The European Commission, European Central Bank and International Monetary Fund, known as the troika, are also requiring other radical labor reforms affecting wages, overtime and work flexibility in return for a $37.6 billion bailout next month, the letter leaked to the British newspaper The Guardian said.
The EC, ECB, IMF and government of Prime Minister Antonis Samaras had no immediate comment on the report, which came as troika inspectors returned to Athens for a final assessment to determine if the debt-laden country gets any further money to help it avoid a default and possible removal from the eurozone.
The letter, sent to Greece's finance and labor ministries last week, orders Athens to extend the workweek into the weekend.
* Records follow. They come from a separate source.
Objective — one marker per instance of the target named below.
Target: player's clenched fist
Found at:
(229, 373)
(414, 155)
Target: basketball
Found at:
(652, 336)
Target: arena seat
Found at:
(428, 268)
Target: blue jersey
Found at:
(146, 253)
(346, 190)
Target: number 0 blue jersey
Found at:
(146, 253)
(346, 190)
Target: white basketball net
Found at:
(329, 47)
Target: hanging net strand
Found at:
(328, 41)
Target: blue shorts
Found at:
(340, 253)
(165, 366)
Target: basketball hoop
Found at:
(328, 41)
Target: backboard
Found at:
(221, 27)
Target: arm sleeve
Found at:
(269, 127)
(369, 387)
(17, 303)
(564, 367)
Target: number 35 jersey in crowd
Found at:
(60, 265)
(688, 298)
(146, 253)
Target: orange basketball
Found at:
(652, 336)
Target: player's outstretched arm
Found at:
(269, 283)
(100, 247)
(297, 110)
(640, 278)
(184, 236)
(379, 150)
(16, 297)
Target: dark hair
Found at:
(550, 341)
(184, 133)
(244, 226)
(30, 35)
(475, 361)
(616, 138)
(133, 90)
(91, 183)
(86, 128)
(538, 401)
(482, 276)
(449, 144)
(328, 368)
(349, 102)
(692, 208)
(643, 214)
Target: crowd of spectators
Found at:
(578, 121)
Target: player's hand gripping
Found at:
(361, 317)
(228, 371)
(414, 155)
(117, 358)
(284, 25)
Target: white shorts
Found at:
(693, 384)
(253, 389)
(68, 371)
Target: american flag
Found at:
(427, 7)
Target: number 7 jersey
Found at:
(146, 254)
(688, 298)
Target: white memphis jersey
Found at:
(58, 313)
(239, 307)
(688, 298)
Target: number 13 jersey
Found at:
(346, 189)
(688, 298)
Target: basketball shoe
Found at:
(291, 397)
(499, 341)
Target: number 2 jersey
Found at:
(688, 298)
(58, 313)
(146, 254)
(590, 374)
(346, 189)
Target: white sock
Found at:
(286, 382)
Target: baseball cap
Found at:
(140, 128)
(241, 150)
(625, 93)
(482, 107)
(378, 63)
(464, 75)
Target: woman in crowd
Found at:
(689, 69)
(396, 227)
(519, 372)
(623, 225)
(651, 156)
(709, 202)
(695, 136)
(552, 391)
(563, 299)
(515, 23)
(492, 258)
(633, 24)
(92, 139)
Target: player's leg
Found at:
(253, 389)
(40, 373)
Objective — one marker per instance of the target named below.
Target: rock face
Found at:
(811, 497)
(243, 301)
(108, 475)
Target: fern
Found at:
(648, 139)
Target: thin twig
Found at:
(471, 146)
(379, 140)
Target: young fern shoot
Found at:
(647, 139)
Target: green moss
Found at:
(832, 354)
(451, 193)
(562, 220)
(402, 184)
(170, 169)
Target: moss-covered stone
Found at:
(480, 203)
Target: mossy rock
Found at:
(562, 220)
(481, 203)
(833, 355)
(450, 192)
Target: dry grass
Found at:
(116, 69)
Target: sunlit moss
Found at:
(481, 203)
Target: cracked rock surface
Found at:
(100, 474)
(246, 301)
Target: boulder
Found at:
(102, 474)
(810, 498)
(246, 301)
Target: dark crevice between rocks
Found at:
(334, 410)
"Measure: increase flexibility of work schedules; increase the number of maximum workdays to six days per week for all sectors," The Guardian quoted the letter as saying.
"Increase flexibility of work schedules; set the minimum daily rest to 11 hours; delink the working hours of employees from the opening hours of the establishment; eliminate restrictions on minimum/maximum time between morning and afternoon shifts; allow the consecutive two-week leave to be taken any time during the year in seasonal sectors," the letter said.
Greece must also establish a permanent "single-rate statutory minimum wage" in a country where 23 percent unemployment, forecast to reach 29 percent next year, "is too high, and policies are needed to prevent it from becoming structural," the letter said.
Non-wage labor costs must also be lowered, the letter said among other labor-reform requirements.
The letter shows how deeply the international creditors are willing to intrude into Greece's system and culture of work widely seen outside the country as dysfunctional, The Guardian said.
The troika demands are also likely to worsen a standoff between the government and Greece's organized labor, the newspaper said.
Greece is struggling to cut $14.5 billion from its budget -- mostly from state spending, pensions and social benefits. The cuts were supposed to have been put in place in June and must be in place to get next month's financing.
Athens blames a deep recession for falling behind.
The troika inspectors have said they will deliver a verdict within weeks that could determine if Greece is allowed to stay in the eurozone.
European officials speculate Greece may have to exit the economic and monetary union, but after the November U.S. elections, The Guardian said.